Comes Wind & Wuthering, and "Eleventh Earl of Mar," and we get a strong, seemingly three-dimensional guitar solo . . . in the center channel! And with Collins's whispered asides in the rear and Rutherford's sub-terranean bass notes after the midsection - yum, this is even better than "Dance on a Volcano." Next up: "One for the Vine," with its own midsection appropriately crisscrossing the circus-like sounds between the four corners, before the majesty of the song's climax proves to be, well, as majestic as we could've hoped for. At the album's end, if you're looking to bathe in the "Afterglow," then the enveloping guitars, keyboards, and vocals will immerse you in sound.

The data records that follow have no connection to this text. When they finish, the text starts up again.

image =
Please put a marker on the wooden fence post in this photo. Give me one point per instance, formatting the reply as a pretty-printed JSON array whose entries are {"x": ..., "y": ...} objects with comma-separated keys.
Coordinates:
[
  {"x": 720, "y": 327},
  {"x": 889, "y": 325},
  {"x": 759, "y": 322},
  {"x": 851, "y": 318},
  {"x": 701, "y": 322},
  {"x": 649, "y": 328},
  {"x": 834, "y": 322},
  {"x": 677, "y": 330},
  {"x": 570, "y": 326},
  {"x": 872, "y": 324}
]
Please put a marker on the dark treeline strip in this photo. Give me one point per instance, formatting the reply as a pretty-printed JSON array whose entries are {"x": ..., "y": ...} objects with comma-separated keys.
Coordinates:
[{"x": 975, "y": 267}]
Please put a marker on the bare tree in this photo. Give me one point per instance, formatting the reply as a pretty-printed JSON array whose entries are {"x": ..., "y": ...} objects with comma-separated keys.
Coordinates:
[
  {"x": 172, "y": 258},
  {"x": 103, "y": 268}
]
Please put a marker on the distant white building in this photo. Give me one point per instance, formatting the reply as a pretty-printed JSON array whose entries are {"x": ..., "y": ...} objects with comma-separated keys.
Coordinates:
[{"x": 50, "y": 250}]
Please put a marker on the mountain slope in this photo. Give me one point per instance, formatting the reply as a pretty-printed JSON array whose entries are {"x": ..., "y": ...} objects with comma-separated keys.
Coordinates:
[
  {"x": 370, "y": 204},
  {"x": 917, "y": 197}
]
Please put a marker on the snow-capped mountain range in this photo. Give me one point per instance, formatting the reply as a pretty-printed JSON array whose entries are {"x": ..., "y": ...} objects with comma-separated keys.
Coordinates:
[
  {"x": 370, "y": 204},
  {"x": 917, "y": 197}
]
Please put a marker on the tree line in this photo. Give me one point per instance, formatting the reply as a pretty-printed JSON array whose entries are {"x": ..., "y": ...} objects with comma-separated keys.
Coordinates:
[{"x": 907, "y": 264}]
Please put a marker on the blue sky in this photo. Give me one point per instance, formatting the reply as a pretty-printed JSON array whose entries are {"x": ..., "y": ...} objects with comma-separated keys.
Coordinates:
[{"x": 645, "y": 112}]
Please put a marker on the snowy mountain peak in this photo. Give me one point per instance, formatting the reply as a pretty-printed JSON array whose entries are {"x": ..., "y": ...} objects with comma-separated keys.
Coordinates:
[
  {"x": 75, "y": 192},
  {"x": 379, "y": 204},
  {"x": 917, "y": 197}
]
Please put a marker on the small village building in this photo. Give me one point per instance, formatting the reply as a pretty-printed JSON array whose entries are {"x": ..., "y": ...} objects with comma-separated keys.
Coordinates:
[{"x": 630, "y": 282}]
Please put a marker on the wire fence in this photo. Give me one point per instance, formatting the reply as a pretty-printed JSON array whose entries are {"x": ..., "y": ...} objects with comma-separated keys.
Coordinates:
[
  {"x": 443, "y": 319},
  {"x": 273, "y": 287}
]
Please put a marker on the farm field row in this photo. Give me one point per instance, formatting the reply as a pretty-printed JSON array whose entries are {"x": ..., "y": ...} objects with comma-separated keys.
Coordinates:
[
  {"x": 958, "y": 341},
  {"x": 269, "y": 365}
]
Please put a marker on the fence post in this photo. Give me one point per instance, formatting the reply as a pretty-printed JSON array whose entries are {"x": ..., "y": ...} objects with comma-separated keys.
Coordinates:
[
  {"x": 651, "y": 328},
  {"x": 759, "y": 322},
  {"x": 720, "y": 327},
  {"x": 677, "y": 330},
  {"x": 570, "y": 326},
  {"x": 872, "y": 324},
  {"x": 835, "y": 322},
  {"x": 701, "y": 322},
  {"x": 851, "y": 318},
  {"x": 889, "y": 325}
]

For both Wind and Trick, the surround mix emphasizes how Genesis was a band - still bursting with ideas and able to realize them on recordings with layers so multileveled that, until now, they couldn't be fully appreciated. You may like the stereo mixes, too - either the original ones or the spiffy-but-faithful new ones here - but once you hear these albums in surround, there's no going back.